Ariel had been beforehand with me. She had raised her master in the chair; she had got one arm around him. In her free hand she brandished an Indian club, torn from a "trophy" of Oriental weapons that ornamented the wall over the fire-place. The creature was transfigured! Her dull eyes glared like the eyes of a wild animal. She gnashed her teeth in the frenzy that possessed her. "You have done this!" she shouted to me, waving the club furiously around and around over her head. "Come near him, and I'll dash your brains out! I'll mash you till there's not a whole bone left in your skin!" Benjamin, still holding me with one hand opened the door with the other. I let him do with me as he would; Ariel fascinated me; I could look at nothing but Ariel. Her frenzy vanished as she saw us retreating. She dropped the club; she threw both arms around him, and nestled her head on his bosom, and sobbed and wept over him. "Master! master! They shan't vex you any more. Look up again. Laugh at me as you used to do. Say, 'Ariel, you're a fool.' Be like yourself again!" I was forced into the next room. I heard a long, low, wailing cry of misery from the poor creature who loved him with a dog's fidelity and a woman's devotion. The heavy door was closed between us. I was in the quiet antechamber, crying over that piteous sight; clinging to my kind old friend as helpless and as useless as a child.
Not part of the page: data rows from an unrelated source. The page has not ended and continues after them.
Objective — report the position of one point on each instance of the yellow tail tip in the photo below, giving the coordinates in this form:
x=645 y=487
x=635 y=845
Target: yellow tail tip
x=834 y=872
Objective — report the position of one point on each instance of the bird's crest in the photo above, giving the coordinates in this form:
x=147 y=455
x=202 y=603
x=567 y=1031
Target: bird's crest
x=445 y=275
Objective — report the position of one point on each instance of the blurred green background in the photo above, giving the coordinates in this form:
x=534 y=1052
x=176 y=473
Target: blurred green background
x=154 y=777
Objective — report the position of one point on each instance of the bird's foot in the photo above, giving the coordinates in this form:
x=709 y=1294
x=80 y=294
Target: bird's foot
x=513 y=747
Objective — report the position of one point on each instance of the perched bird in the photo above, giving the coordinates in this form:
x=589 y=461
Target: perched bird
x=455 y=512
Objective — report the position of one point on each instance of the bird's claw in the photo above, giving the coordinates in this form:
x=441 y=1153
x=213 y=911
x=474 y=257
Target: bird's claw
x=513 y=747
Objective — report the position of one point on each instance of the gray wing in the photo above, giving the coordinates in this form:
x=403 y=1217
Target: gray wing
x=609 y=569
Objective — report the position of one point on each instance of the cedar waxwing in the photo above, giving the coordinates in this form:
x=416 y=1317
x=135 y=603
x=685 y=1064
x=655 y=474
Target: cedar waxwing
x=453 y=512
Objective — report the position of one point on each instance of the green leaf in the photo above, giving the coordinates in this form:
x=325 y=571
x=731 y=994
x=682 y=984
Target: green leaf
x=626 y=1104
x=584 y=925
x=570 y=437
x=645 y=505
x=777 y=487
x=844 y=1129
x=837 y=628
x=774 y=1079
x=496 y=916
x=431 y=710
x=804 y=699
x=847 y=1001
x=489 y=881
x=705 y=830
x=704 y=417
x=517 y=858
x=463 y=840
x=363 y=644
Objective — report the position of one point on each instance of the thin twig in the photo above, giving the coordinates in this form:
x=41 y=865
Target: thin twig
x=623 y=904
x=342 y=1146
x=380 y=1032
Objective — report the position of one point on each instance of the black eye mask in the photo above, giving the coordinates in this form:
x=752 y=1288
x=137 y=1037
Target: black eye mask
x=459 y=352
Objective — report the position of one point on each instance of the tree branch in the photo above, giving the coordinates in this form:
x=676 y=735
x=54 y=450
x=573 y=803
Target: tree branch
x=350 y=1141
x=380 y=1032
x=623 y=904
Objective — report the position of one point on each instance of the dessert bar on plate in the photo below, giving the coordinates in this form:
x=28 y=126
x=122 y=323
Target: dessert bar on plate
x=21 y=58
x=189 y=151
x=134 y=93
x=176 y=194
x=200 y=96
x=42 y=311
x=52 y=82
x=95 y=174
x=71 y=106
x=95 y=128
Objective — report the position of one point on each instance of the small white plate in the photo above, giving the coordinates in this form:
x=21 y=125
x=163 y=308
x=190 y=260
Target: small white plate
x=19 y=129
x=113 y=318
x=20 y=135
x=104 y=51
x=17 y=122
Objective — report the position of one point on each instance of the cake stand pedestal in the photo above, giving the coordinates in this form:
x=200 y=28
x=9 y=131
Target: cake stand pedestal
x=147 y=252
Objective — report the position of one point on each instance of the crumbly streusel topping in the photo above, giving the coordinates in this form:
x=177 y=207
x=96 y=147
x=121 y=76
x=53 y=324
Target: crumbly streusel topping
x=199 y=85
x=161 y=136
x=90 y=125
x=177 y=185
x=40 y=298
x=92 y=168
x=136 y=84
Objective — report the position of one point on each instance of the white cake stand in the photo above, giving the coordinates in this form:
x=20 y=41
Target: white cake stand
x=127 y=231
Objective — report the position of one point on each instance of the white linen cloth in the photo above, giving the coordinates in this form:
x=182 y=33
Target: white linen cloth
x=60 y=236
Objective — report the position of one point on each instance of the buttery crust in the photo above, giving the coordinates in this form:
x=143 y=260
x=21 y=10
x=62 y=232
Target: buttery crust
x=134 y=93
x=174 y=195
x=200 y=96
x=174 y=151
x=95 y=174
Benjamin turned the key in the lock.

"There's no use in crying about it," he said, quietly. "It would be more to the purpose, Valeria, if you thanked God that you have got out of that room safe and sound. Come with me."

He took the key out of the lock, and led me downstairs into the hall. After a little consideration, he opened the front door of the house. The gardener was still quietly at work in the grounds.

"Your master is taken ill," Benjamin said; "and the woman who attends upon him has lost her head--if she ever had a head to lose. Where does the nearest doctor live?"

The man's devotion to Dexter showed itself as the woman's devotion had shown itself--in the man's rough way. He threw down his spade with an oath.

"The Master taken bad?" he said. "I'll fetch the doctor. I shall find him sooner than you will."